10. We try to make every effort to explain rationale why you are doing (or did) something so even if they don’t comprehend the reason initially, they will make the realization/association later,
11. We try not to contradict each other in front of them; to show a unified approach, even if you don’t agree with each other’s response, go off and discuss quietly (kids have the ability to hear a mouse fart @ 2000 feet when you’re saying something you would rather they didn’t hear) admit your mistakes with transparent honesty later and apply those learning’s for the next lesson,
12. If your approach is one sided (one parent dominates) and weakly inappropriate (“You’re in timeout!” and they act unphased/unaffected) then they’ll quickly learn and apply how to manipulate you to their advantage then find, probe, & continually expand the limits of your tolerance,
13. You need to be consistent with each other and with yourself, admit your mistakes freely, and always explain openly, never forget to tell them you love them even when you must punish them to establish rules & limits for tolerable behavior.

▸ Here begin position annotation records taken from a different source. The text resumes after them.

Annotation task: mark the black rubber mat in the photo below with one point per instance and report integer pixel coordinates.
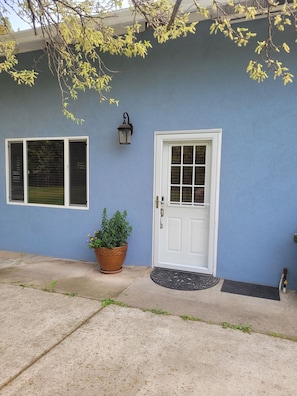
(250, 289)
(180, 280)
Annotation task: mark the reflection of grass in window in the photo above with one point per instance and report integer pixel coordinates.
(46, 195)
(78, 195)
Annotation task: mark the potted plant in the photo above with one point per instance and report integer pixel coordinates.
(110, 242)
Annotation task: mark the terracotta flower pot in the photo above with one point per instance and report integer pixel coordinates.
(111, 260)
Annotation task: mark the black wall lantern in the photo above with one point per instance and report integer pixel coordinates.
(125, 130)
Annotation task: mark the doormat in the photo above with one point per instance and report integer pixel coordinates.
(180, 280)
(251, 290)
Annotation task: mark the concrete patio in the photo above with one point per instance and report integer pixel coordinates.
(58, 339)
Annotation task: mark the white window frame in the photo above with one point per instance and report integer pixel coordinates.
(66, 141)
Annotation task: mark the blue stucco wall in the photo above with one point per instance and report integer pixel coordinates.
(193, 83)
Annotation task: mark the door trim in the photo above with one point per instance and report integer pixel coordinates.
(214, 136)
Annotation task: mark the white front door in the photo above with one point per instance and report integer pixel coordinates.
(186, 192)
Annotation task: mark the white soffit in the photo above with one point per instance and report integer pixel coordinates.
(28, 40)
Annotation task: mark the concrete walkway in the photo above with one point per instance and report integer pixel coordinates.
(58, 339)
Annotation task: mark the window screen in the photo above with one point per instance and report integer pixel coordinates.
(187, 184)
(48, 171)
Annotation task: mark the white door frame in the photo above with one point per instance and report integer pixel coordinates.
(214, 136)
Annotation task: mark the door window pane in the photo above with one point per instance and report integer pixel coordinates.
(188, 155)
(187, 175)
(199, 175)
(199, 195)
(200, 154)
(187, 179)
(175, 175)
(176, 155)
(187, 195)
(175, 194)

14. No offense intended but, sometimes the only certain method for imprinting a negative action vs. consequence association is to turn their little backsides red, be absolute & unwavering about it, and explain yourself after they’ve had time to absorb the lesson and appreciate it from a more objective perspective. You’ll feel badly (if you don’t you’re not human) and need time to calm yourself down and shouldn’t deliver it in a heated fashion or without “supervision” to prevent accidental passionate overreaction,
I’ve only heard glowing reports from our children’s teachers & other parents so, I’m pretty sure this approach has paid itself off with enormous dividends in their cases.